The WEEE Directive and how it affects you
EC Directive on Waste Electrical and Electronic Equipment (WEEE)
The Waste Electrical and Electronic Equipment Directive (WEEE Directive) aims to minimise the impact of electrical and electronic goods on the environment, by increasing re-use and recycling and reducing the amount of WEEE going to landfill. It seeks to achieve this by making producers responsible for financing the collection, treatment, and recovery of waste electrical equipment, and by obliging distributors to allow consumers to return their waste equipment free of charge.
The Waste Electrical and Electronic Equipment (WEEE) Directive was agreed on 13 February 2003, along with the related Directive on Restrictions of the use of certain Hazardous Substances in electrical and electronic equipment (RoHS).
The implementation of the WEEE Directive in the UK has been delayed. It was due to be transposed into Member State legislation by 13 August 2004 and come into force by 13 August 2005.
The UK Regulations implementing the WEEE Directive were laid before Parliament on 12 December 2006 and enter into force on 2 January 2007. Non-Statutory Guidance was published on 28 February 2007 and revised in August 2007.
Factsheet on WEEE
The WEEE Regulations introduce new rules for producers, distributors, exporters of electrical and electronic equipment and householders.

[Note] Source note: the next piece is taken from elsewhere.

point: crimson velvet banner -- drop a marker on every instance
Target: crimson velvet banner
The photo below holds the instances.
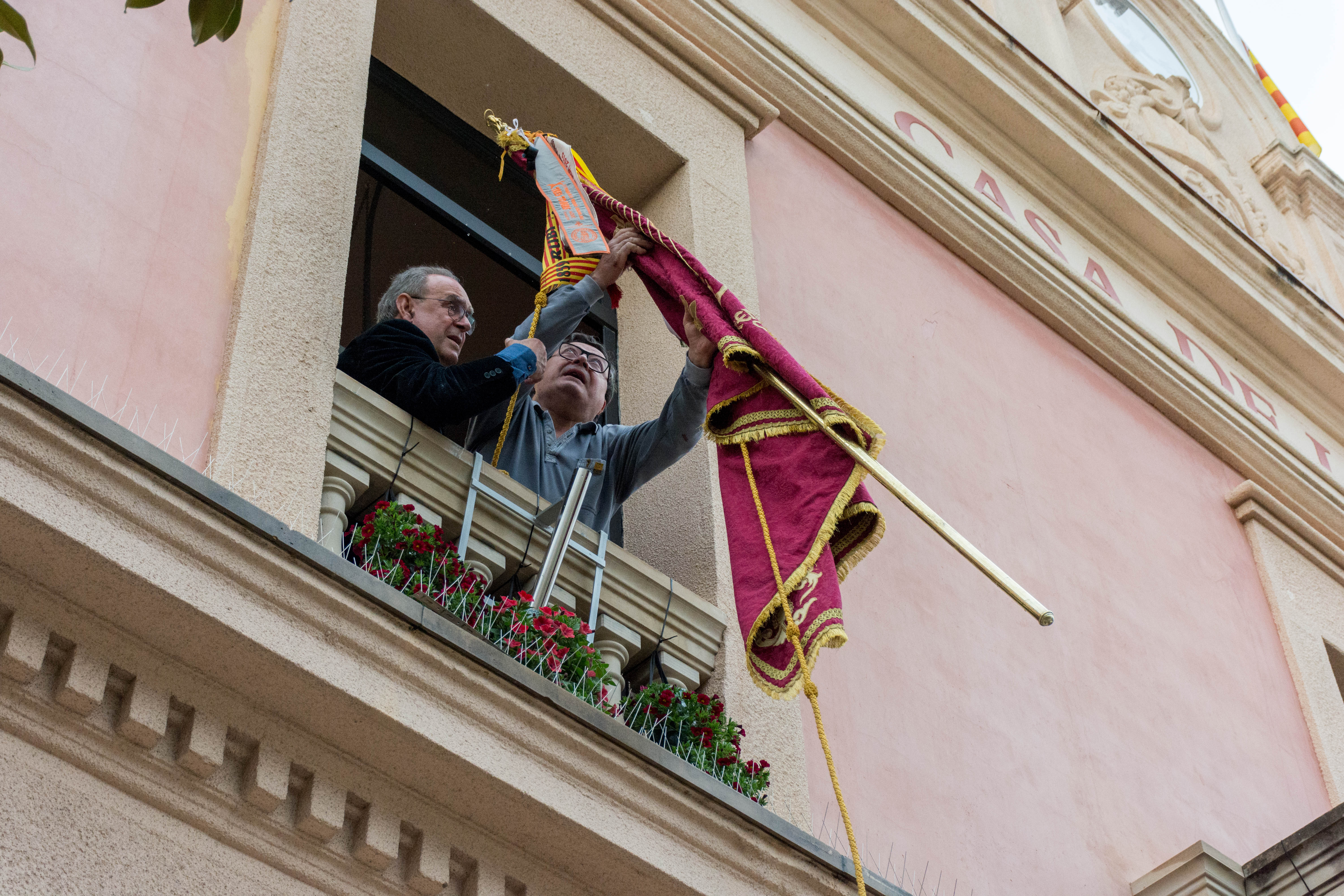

- If you manufacture, import or re-brand EEE and place it on the UK market, you will be a producer and must join a Producer Compliance Scheme (PCS) to discharge your producer obligations. 37 producer compliance schemes have been approved, a list is available via the link on the right hand column.
- If you provide new EEE directly to household users/consumers you will be a distributor, and must provide facilities to your customers to return old equipment free of charge.
- If you are a business end user of EEE you no longer need to pay for the disposal of EEE when it becomes waste, producers pay for the treatment, collection and recycling in most cases.
- Exporters will only be able to issue evidence of WEEE treatment or recovery overseas if they have been approved by the Environment Agency.
- Every year in the UK, households throw away around 1 million tonnes of WEEE such as TVs, fridges, hairdryers and computers. Householders have no obligations under the Regulations but can help to recycle these goods.
- You can find information about your nearest recycling centre from Recycle-more.co.uk.